Three Stanford faculty elected to the National Academy of Engineering

Stanford School of Engineering faculty members Stacey Bent, Kenneth Goodson and Fei-Fei Li have been elected to the National Academy of Engineering, among the highest professional distinctions accorded engineers.

Stacey Bent, professor of chemical engineering; Kenneth Goodson, professor of mechanical engineering; and Fei-Fei Li, professor of computer science, have been elected to the 2020 class of the National Academy of Engineering (NAE).

From left, Kenneth Goodson, Fei-Fei Li, Stacey Bent. (Image credit: Courtesy Stanford Engineering, L.A. Cicero and Rod Searcey)

The trio of Stanford professors number among the 87 researchers nominated and chosen by their peers to join the academy, which is among the highest professional distinctions accorded any engineer.

The NAE cited Bent for developing technologies to deposit atomically thin layers of chemically active materials on the surfaces of semiconductor-like devices designed for applications ranging from producing energy sustainably to furthering the development of next-generation electronics.

Bent, who currently serves as vice provost for graduate education and postdoctoral affairs, is the former chair of chemical engineering at Stanford, the Jagdeep and Roshni Singh Professor in the School of Engineering and professor, by courtesy, of materials science and engineering, of electrical engineering and of chemistry.

Goodson, who served as chair of mechanical engineering before assuming his current position as associate dean of faculty and academic affairs in the School of Engineering, was elected to NAE for his contributions to developing innovative ways to manage the thermal energy generated by microprocessors and for studying the basic physics of heat conduction at nanoscales, including thin films and semiconductor devices.

Goodson, who is the Davies Family Provostial Professor and professor, by courtesy, of materials science and engineering, was also recently elected to the National Academy of Inventors for discoveries and entrepreneurial efforts in thermal science that have been translated to everyday life.

The NAE cited Li for her contributions to building the large databases needed to develop both the foundational principles and useful applications of machine learning, with special regard for her work in the field of visual understanding.
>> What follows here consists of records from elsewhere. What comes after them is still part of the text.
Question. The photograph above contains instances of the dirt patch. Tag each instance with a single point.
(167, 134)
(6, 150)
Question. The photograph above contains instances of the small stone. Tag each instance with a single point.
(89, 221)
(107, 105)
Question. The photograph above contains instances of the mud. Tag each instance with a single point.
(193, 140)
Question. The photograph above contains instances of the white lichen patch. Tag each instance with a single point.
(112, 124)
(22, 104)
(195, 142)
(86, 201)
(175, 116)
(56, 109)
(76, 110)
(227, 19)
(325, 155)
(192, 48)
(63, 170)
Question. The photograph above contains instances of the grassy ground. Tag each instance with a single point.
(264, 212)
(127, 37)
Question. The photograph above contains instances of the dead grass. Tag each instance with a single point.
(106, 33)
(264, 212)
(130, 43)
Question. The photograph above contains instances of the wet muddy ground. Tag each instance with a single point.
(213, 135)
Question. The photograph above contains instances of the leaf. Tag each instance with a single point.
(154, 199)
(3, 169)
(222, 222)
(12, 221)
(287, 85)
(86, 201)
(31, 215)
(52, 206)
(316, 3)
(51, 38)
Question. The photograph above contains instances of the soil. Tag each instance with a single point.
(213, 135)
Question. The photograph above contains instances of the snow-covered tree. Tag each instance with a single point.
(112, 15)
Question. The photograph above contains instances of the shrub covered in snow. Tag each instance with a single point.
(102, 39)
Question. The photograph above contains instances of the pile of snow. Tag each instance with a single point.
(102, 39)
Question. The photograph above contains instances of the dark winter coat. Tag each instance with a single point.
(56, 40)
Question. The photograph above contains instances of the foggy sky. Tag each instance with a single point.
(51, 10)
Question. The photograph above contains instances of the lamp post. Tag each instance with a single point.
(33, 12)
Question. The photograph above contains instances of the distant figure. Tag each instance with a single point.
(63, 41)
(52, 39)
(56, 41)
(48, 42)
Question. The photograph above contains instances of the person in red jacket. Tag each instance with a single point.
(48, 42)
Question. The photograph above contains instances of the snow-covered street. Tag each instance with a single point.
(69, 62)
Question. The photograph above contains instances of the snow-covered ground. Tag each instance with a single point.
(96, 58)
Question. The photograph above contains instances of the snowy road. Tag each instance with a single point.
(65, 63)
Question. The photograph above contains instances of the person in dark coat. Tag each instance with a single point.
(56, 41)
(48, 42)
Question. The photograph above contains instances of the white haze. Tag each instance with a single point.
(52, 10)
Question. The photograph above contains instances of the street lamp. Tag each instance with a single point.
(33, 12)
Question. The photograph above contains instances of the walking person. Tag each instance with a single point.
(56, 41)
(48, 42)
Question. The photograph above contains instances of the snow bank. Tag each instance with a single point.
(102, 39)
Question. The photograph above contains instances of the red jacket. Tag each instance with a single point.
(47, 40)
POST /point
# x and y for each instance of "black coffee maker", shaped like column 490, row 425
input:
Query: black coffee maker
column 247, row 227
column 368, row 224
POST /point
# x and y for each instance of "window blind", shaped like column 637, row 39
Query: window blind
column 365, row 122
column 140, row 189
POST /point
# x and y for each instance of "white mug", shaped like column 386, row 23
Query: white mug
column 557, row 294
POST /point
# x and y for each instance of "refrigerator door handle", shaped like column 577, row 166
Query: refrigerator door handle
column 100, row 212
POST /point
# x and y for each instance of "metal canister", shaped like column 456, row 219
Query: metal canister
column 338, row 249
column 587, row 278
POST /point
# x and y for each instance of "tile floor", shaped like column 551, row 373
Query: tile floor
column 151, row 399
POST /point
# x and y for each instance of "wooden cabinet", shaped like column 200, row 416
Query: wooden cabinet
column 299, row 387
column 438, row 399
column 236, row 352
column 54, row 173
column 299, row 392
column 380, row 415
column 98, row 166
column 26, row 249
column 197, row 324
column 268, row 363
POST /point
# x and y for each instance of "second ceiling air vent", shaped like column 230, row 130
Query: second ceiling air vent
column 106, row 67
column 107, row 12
In 2019, Li co-founded the Stanford Institute for Human-Centered Artificial Intelligence (HAI). Prior to that, she was director of the Stanford Artificial Intelligence Laboratory (SAIL).

The Sequoia Capital Professor of computer science at Stanford, Li has been a public advocate of “human-centered AI,” which seeks to factor the societal impacts of this technology into early-stage application development. Prior to co-founding HAI, Li brought her scholarly perspective to industry during a 21-month sabbatical and returned with the real-world experience of having served as a vice president at Google and chief scientist of artificial intelligence and machine learning at Google Cloud.

The NAE announcement brings its total U.S. membership to 2,309, now including 110 from Stanford, and the number of its international members to 281. Individuals in the newly elected class will be formally inducted during a ceremony at the NAE’s annual meeting in Washington, D.C., on Oct. 4.